Les étoiles dans le ciel brillent presque autant que celles des collerettes de nos Mahou laissées vides derrière nous. C’est cap sur le port avec en ligne de mire les bars grouillants pour marins d’eau douce désireux de se payer une bonne cuite pour pas cher en venant taquiner la gueuse à moins de 5% et celle un peu plus onéreuse à 37,2°! Nous, nous aurons les deux! Une tournée! Deux tournées, le bar déjà bondé à notre arrivée se remplit encore. On se salut. Troisième tournée! Des connaissances, amies d’amis nous ont rejoints. Nouvelle tournée! On fait fit d’un semblant d’amitié qui n’est que prétexte à recommander! Il y aura bientôt plus d’Estrella sur le bar que d’étoiles au drapeau américain! C’est qu’on est des vrais patriotes! On descend tout ce qui se présente, comme les ricains! On ne sait plus bien ce que l’on fête mais on le fête néanmoins avec entrain! Plaisirs des sens c’est l’essence du plaisir! Les tournées se succèdent.
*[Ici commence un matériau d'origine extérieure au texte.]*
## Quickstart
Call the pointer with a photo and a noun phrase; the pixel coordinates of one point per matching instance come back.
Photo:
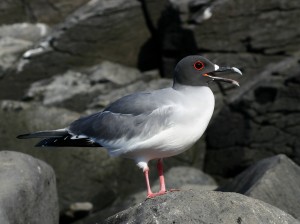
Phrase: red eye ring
(198, 65)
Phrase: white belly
(189, 124)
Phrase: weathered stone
(10, 51)
(76, 89)
(50, 12)
(15, 40)
(178, 178)
(100, 30)
(202, 207)
(25, 31)
(28, 190)
(274, 180)
(261, 120)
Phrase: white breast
(194, 108)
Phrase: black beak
(224, 69)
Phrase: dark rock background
(60, 59)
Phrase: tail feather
(59, 138)
(45, 134)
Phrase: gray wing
(135, 115)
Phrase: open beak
(224, 69)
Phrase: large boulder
(202, 207)
(94, 87)
(50, 12)
(260, 120)
(15, 40)
(28, 190)
(177, 178)
(274, 180)
(99, 30)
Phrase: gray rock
(177, 178)
(10, 51)
(99, 30)
(274, 180)
(28, 190)
(76, 89)
(50, 12)
(202, 207)
(260, 120)
(25, 31)
(15, 40)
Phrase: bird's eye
(198, 65)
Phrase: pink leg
(161, 176)
(149, 192)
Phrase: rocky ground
(62, 59)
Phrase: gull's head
(196, 70)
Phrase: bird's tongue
(216, 78)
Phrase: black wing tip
(23, 136)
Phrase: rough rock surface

On échange des regards, les corps se frôlent, se pressent subrepticement les uns contre les autres puis s’éloignent, plus prêt, plus loin, encore un peu, il se rapprochent mais pas trop ou ce serait le désastre! L’adultère rode et l’orgie générale n’est pas loin! Les phéromones se mêlent aux particules chargées d’électricité et la trique en avant on avance et se fraye un passage au milieu de la meute en chaleur. On se parle à l’oreille pour échapper au brouhaha général, joue contre joue, peau contre peau et la sienne qui se colle à la mienne et puis sa langue qui passe sur mes lèvres entrouvertes qui se referment et l’aspire. Ouf! Je ne suis pas passé loin de la catastrophe!

Des visages, des figures et la mienne aux aboies dans la glace. J’ai mon compte, je n’ai plus soif, je suis plein et pour vider ce trop plein, ma vessie me fait signe d’aller pisser. Je reste néanmoins scotché quelques minutes au comptoir crasseux où je suis appuyé. Je me suis envoyé tant de ces petites blondes bon marché que c’est un peu comme si j’avais débarqué dans un pensionna un jour d’eucharistie! Je suis vidé, bourré mais pas ivre. C’est le tribut dont il faut s’acquitter parfois pour se sentir vivre. Je finis par quitter le bar. Je marche de travers, en avant, en arrière, les embruns me bercent et me font du bien. Je grimpe sur le haut d’un talus, non pour la vue mais pour, par delà une rangée de buisson épineux rendre à la nature ce qui lui appartient. Puis je reprends mon chemin sinueux, vers cet hôtel, cette pension, cet appart loué trois francs six sous loin de chez moi et où personne ne m’attend. Je rampe dans le crépuscule comme une créature maléfique puis me cramponne à la rampe, celle de l’escalier que j’agrippe. J’ouvre la porte sans clé et me jette sur le lit qui n’est pas défait puis perds connaissance juste au moment ou le soleil pointe son nez à ma fenêtre.